The folder run contains a main.run file which describes how the scripts were ran on the JED cluster. An example output file slurm.out is included.

Adding targets, databases, representations

Targets

Add a {target_name}.xyz file to the folder targets. Add a corresponding entry with the associated energy in the energies.csv file in the same folder.

Databases

Create a {database} folder, which contains the energies described in an energies.csv file (with columns file and energy / Ha). One may add a column atomization energy / Ha.
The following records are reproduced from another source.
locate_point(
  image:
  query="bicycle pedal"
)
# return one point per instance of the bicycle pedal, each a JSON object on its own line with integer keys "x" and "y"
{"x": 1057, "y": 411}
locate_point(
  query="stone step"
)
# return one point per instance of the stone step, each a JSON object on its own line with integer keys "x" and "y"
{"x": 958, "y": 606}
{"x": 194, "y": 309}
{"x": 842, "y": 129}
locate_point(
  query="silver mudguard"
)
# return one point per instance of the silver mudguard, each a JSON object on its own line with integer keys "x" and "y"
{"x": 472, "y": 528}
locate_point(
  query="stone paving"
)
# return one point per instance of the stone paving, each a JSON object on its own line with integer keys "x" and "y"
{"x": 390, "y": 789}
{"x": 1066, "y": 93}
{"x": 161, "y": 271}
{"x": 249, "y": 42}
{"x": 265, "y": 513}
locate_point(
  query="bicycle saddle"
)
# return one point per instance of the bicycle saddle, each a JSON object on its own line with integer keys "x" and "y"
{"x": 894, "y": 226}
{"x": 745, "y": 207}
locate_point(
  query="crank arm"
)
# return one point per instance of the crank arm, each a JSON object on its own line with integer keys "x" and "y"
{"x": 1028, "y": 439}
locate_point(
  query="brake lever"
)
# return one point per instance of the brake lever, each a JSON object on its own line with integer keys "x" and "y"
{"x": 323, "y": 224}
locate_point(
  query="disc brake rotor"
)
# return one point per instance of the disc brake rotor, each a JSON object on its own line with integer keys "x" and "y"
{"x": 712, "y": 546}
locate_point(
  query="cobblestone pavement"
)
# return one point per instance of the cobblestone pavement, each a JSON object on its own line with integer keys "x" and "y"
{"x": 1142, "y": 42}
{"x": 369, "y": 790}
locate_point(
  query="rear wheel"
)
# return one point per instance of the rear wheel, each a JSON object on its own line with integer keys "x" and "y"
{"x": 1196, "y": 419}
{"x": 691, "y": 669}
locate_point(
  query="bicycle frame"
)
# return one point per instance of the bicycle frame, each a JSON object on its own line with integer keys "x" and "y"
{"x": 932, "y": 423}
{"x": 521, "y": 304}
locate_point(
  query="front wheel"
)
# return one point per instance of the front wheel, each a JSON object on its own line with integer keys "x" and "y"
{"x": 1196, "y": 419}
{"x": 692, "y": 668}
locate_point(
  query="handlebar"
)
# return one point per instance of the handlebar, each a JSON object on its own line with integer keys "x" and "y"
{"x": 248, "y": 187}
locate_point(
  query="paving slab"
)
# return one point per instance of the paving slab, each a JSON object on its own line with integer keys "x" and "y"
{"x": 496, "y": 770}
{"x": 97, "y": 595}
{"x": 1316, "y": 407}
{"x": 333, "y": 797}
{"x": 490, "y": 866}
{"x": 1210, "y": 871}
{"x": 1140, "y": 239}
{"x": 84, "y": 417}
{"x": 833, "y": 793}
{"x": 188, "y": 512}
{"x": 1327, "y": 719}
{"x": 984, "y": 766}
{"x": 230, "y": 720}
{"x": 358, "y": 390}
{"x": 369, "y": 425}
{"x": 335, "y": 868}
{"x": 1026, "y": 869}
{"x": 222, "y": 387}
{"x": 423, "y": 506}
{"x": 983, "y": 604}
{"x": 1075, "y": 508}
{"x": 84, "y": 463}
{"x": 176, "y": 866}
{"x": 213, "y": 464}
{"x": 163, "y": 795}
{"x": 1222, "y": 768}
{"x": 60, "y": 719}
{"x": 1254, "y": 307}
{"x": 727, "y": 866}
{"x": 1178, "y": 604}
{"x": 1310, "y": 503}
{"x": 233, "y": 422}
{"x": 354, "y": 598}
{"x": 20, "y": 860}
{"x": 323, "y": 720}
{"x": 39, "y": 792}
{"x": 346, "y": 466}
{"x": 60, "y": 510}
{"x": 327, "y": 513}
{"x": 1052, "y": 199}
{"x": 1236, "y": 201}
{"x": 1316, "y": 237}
See the qm9/generate.py script and the cluster/scripts/generate_qm9.py file in the master branch for an example of a qm9 implementation from a master file.

Representation

Modify accordingly the file scripts/generate.py. Currently the get_representations function asserts that FCHL is used.

TODO

  • Add list of class attributes of scripts.fragments.model.
  • Implement qm9 database. The only thing currently missing is some pruning of the database because Gurobi uses too much memory (even on clusters).
  • Implement other representations than FCHL. Not a priority but should not be too difficult (representation is already a parameter).